Wir rufen zum Frauenstreik auf in Solidarität mit unseren Schwestern auf der ganzen Welt, besonders der iranischen, afghanischen und kurdischen Frauen, die die Infragestellung ihrer Grundrechte erleben und manchmal ihren verbissenen Kampf gegen Unterdrückung mit ihrem Leben bezahlen. Wir unterstützen unsere ukrainischen Schwestern, die mit einem grausamen und mörderischen Krieg konfrontier sind und in großer Zahl im Exil leben oder der Angst vor Bombardierungen und den Übergriffen der russischen Soldaten ausgeliefert sind. Wir unterstützen unsere feministischen russischen Schwestern, die, oft ihre Freiheit aufs Spiel setzend, gegen diese militaristischen Haltungen demonstrieren.

Wir rufen zum Frauenstreik auf, um Gleichheit in der Arbeit und in unserem Leben zu erreichen, um unsere wirtschaftliche Unabhängigkeit zu erlangen.

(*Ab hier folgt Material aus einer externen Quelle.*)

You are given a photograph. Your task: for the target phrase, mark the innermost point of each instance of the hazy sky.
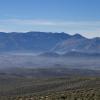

In Frankreich geht die Regierung erneut die Frauen frontal an mit einer Reform der Renten, die sie mit voller Wucht trifft. Mitten im Kampf gegen diese Reform ist der 8. März die Gelegenheit, die Lage und die Forderungen der Frauen in den Vordergrund zu stellen und die Mobilisierung zu erweitern. Der 8. März 2020 war die letzte Manifestation, bevor die Reform der „Rente auf Raten“ begraben wurde! Machen wir den 8. März zum Tag der Rücknahme dieser neuen Reform des drastischen sozialen Rückschritts. Gemeinsam werden wir siegen!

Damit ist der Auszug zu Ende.